April 16th, 2009
Sixth Sense: A Web you can wear
In the April 15th edition of the Christian Science Monitor, I had the priviledge of providing analysis and commentary of MIT’s “Sixth Sense” device. For the uninitiated, Sixth Sense is a conglomeration of wearable mobile tools (webcam, 3G modem, micro-projector and palmtop computer) that together collect data about the world around the wearer, and superimpose data from the cloud on top of physicality.
The full article is here: http://features.csmonitor.com/innovation/2009/04/15/sixth-sense-a-web-you-can-wear/
You can see a video of the device here:
Some choice quotes:
But observers are already envisioning future improvements to Sixth Sense that could result in some startling possibilities.
“Its current representation is a pretty fun parlor trick that has the roots of being a transformative capability down the road,” says Jonas Lamis, founder of the advanced technology research and consulting firm SciVestor in Austin, Texas.
Among Mr.

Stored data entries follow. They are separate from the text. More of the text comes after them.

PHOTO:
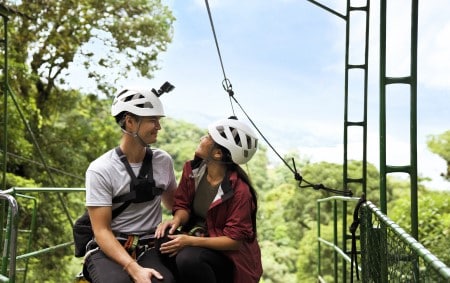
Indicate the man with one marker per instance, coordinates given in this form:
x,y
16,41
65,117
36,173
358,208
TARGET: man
x,y
125,243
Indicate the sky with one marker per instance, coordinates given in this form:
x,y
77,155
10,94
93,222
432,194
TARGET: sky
x,y
285,62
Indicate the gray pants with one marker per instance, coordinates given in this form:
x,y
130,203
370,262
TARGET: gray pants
x,y
98,268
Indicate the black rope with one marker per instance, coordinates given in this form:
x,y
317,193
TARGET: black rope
x,y
229,89
225,83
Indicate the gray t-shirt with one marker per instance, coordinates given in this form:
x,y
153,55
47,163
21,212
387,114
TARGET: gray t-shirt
x,y
107,177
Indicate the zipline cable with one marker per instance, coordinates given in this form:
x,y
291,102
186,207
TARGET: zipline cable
x,y
226,83
229,89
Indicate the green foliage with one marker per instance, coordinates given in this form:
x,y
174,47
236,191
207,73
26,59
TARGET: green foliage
x,y
440,144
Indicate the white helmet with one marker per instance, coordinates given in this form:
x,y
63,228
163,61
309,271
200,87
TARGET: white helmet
x,y
140,102
235,136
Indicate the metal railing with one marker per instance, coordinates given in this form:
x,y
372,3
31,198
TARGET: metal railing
x,y
11,254
385,253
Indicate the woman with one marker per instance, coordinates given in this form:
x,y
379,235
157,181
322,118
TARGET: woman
x,y
215,206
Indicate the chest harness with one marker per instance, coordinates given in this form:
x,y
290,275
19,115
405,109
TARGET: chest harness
x,y
142,189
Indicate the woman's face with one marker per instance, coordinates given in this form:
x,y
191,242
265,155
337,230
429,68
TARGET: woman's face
x,y
204,147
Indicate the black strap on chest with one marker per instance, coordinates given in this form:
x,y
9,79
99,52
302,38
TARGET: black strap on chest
x,y
142,188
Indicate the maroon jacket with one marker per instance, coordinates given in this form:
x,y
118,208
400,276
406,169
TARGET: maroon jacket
x,y
229,215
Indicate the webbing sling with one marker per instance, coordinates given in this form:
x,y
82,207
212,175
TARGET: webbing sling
x,y
146,169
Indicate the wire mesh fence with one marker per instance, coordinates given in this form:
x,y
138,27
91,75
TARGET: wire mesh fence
x,y
389,254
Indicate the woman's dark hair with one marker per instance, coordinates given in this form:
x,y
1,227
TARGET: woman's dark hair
x,y
231,166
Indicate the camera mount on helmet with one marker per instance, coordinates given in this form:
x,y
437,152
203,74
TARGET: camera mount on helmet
x,y
166,87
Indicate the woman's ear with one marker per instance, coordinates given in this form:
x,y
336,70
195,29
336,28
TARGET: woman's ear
x,y
217,154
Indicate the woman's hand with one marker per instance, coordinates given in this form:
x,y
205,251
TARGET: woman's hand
x,y
141,274
176,243
162,227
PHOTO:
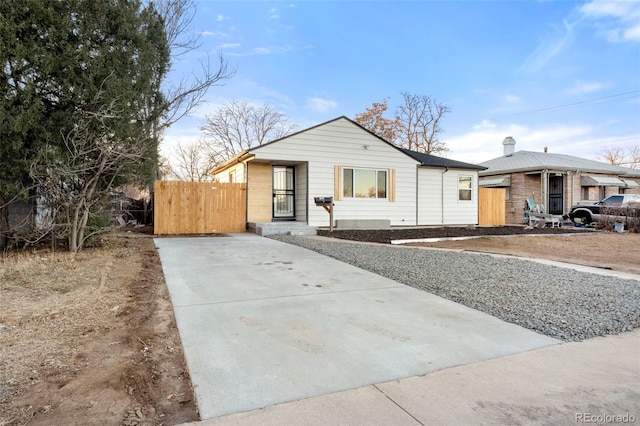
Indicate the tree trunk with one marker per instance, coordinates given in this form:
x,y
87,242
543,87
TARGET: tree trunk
x,y
4,224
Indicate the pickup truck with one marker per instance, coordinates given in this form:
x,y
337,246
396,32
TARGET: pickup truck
x,y
613,208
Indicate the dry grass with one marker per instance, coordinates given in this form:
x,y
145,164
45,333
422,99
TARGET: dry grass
x,y
84,338
50,303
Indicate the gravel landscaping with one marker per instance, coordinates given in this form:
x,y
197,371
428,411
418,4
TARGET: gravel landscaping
x,y
558,302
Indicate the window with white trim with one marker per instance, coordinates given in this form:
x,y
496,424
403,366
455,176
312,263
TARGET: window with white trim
x,y
364,183
464,188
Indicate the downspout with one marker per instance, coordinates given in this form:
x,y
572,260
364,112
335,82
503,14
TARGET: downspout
x,y
545,190
446,169
417,194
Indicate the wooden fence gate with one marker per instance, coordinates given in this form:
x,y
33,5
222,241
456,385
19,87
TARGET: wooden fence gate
x,y
199,207
491,206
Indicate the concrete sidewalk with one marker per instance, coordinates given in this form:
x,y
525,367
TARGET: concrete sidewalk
x,y
595,381
264,323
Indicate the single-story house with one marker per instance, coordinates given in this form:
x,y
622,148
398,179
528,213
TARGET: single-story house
x,y
369,179
554,181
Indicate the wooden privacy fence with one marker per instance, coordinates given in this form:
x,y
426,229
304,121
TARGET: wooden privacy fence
x,y
199,207
491,205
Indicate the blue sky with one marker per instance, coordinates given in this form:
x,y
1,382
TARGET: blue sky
x,y
558,74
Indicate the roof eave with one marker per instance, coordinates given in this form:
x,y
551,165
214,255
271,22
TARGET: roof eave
x,y
239,158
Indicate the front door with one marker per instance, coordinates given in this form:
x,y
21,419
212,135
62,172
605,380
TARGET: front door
x,y
556,201
283,192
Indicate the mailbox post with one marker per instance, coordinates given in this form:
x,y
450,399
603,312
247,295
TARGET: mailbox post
x,y
327,204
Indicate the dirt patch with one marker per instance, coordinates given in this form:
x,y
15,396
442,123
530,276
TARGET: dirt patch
x,y
388,235
609,250
91,339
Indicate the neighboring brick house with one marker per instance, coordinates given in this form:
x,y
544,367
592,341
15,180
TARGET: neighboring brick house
x,y
554,181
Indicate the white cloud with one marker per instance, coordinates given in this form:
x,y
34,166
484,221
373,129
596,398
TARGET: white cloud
x,y
261,50
549,47
587,87
484,124
216,34
484,142
512,99
228,46
616,21
320,104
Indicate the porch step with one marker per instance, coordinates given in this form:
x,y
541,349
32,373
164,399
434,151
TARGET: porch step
x,y
279,228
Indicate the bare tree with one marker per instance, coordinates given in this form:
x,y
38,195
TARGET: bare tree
x,y
416,126
238,126
622,156
420,118
192,162
184,94
373,121
76,179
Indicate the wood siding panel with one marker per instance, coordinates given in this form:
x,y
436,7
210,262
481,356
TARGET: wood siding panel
x,y
198,207
259,192
438,202
340,143
301,192
491,206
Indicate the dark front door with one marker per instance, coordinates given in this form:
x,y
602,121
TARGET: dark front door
x,y
556,201
283,192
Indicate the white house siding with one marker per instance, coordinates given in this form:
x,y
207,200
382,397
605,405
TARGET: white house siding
x,y
438,202
342,143
237,171
301,192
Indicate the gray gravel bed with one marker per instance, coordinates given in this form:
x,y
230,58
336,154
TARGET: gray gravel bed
x,y
558,302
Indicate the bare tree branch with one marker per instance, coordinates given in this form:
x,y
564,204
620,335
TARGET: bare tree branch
x,y
239,126
192,162
420,118
622,156
75,179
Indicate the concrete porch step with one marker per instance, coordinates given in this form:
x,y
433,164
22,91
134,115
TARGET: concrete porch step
x,y
279,228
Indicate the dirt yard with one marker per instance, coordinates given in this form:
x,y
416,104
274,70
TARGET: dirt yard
x,y
92,340
609,250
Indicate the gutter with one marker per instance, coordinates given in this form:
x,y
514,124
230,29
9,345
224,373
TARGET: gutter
x,y
240,158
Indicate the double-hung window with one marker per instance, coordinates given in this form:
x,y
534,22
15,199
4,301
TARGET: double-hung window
x,y
364,183
464,188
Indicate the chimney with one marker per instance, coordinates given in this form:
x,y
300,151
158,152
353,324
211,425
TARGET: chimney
x,y
509,146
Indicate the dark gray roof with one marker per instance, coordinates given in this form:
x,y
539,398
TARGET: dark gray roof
x,y
428,160
525,161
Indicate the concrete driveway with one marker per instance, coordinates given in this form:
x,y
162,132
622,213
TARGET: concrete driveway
x,y
263,322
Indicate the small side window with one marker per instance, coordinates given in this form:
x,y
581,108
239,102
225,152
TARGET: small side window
x,y
464,188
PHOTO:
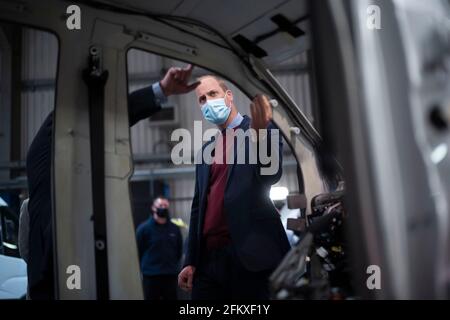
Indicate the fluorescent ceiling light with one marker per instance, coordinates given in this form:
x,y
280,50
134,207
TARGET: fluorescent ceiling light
x,y
278,193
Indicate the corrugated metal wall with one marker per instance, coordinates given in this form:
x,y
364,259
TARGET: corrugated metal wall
x,y
39,66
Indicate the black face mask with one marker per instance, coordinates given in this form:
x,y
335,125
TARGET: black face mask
x,y
162,212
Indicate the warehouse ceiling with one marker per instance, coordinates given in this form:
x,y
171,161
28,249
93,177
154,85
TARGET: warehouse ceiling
x,y
270,29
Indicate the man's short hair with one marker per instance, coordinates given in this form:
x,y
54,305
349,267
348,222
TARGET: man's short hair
x,y
220,81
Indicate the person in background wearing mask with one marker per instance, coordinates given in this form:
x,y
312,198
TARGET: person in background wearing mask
x,y
160,247
236,238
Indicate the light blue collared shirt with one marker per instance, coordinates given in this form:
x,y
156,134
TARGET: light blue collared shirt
x,y
160,97
236,121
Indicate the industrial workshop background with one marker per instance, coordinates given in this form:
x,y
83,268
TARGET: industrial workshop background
x,y
28,96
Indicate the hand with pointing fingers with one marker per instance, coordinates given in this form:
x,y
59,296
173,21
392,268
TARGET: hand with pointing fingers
x,y
185,278
176,81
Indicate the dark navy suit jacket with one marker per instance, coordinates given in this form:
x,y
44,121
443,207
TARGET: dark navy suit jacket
x,y
142,104
257,233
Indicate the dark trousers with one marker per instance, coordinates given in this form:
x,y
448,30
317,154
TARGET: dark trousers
x,y
161,287
220,275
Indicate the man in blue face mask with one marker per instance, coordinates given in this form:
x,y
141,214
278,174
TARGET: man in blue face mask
x,y
236,237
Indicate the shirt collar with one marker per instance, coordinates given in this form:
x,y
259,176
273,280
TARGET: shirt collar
x,y
236,121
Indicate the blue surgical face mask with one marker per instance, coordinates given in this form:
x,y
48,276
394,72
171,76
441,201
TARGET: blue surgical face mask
x,y
216,111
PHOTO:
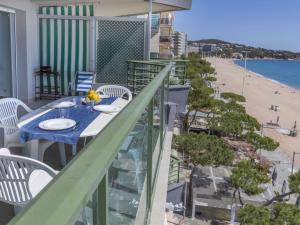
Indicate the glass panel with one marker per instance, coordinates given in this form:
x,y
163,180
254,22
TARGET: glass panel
x,y
166,90
5,56
156,131
127,178
86,216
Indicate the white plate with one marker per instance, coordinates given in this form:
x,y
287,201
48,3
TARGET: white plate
x,y
57,124
107,108
104,96
64,105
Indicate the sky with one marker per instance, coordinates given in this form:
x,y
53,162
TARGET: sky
x,y
272,24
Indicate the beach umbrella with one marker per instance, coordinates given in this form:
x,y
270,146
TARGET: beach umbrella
x,y
232,213
274,176
298,202
284,186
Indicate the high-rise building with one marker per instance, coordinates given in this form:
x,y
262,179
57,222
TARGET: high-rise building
x,y
166,46
180,43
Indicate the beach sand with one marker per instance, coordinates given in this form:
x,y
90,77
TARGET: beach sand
x,y
260,95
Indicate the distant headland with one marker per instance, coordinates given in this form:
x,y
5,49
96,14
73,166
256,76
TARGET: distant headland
x,y
224,49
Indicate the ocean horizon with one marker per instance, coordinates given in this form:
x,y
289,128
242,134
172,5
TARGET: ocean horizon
x,y
283,71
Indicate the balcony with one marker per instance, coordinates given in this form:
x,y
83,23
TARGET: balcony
x,y
106,182
112,176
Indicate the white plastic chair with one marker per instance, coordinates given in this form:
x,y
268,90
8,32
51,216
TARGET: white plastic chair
x,y
9,120
22,178
115,91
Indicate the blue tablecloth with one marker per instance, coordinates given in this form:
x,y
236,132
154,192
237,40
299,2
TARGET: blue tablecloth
x,y
83,115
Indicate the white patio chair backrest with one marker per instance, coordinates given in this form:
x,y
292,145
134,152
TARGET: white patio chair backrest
x,y
22,178
9,114
115,91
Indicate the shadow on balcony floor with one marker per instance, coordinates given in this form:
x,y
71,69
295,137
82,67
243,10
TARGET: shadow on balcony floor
x,y
52,159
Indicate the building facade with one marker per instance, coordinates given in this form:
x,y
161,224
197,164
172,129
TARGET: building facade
x,y
166,42
180,44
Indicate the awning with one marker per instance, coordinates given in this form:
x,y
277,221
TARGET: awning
x,y
122,7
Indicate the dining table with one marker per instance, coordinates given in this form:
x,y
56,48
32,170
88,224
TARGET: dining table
x,y
88,123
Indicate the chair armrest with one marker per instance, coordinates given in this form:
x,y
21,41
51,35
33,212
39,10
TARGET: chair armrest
x,y
8,126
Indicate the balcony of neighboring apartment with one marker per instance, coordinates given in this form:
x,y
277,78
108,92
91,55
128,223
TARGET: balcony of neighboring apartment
x,y
104,168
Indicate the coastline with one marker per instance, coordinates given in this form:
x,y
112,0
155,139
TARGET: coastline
x,y
261,92
263,76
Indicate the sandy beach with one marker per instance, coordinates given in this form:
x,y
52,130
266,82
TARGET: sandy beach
x,y
260,95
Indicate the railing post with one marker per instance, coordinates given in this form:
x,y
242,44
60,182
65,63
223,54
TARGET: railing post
x,y
162,116
149,154
100,203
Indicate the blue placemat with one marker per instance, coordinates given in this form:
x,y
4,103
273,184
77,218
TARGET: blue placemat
x,y
83,115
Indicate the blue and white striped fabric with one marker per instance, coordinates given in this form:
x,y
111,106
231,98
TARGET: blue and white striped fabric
x,y
84,81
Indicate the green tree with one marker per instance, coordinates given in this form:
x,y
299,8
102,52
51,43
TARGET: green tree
x,y
252,215
234,124
260,142
285,214
204,149
199,99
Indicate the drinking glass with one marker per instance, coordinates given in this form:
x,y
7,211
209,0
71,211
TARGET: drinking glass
x,y
64,112
77,101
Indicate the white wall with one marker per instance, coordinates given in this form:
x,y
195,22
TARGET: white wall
x,y
31,10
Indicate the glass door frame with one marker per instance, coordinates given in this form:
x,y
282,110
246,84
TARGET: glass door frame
x,y
13,48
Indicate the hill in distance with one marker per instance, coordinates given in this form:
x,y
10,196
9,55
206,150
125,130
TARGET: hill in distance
x,y
226,49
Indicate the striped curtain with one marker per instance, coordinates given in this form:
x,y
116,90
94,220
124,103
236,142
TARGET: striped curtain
x,y
64,44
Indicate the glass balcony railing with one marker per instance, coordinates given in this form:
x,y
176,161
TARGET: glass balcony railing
x,y
111,181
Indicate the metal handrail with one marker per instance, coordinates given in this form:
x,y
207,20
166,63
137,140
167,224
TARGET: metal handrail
x,y
62,200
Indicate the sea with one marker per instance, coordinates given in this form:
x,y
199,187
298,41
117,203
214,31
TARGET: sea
x,y
283,71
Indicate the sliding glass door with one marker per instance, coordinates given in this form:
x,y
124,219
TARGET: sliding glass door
x,y
7,54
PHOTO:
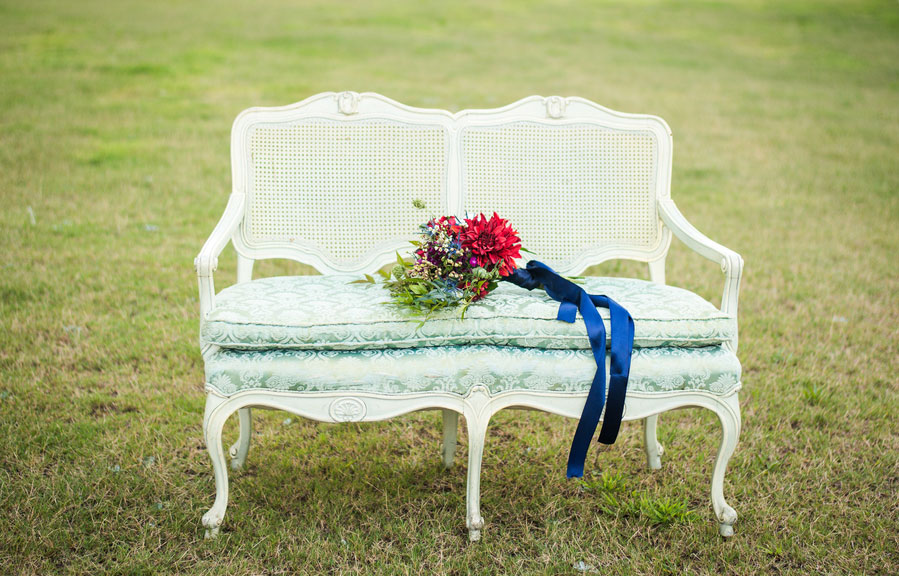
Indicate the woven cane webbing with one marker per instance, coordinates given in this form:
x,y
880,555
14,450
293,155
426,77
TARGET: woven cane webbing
x,y
344,186
566,188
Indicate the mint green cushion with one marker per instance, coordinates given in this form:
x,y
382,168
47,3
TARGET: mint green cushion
x,y
330,313
457,369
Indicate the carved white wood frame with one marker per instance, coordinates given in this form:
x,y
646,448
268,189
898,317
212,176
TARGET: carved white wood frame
x,y
478,406
368,106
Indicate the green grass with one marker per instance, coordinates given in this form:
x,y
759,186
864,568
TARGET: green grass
x,y
114,166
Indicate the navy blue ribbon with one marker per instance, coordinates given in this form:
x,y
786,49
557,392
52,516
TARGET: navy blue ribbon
x,y
573,298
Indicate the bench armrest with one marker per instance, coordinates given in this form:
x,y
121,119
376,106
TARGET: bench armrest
x,y
207,260
731,262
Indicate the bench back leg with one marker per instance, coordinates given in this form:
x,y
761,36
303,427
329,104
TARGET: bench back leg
x,y
241,448
450,426
651,444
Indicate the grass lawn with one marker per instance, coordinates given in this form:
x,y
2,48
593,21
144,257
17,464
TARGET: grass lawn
x,y
114,167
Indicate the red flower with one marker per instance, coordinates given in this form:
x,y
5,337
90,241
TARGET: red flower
x,y
490,241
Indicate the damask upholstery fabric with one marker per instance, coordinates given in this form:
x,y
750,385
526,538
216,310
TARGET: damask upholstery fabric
x,y
457,369
331,313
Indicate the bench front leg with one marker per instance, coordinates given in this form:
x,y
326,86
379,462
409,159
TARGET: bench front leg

Lamis’s predictions: Sixth Sense’s current projector will eventually give way to contact lenses that overlay data directly onto a person’s field of vision.
In places where we now find fixed advertisements, like posters or billboards, we will see ads calibrated to our exact location and interests, he says. We will effortlessly access virtual conversations, like those on Twitter, about the people, places, and events we come across in person.
And Sixth Sense-type computers with advanced facial recognition capabilities, Lamis says, might show information about the people we pass on the street. We would know if he donated to a political candidate, if she writes an environmentally themed blog, or if he appears in a database of registered child predators – all in real time.
“People in different areas are thinking about this as viable for consumers down the road,” Lamis says. “It [will have] really profound implications for how [we] ultimately see the world.”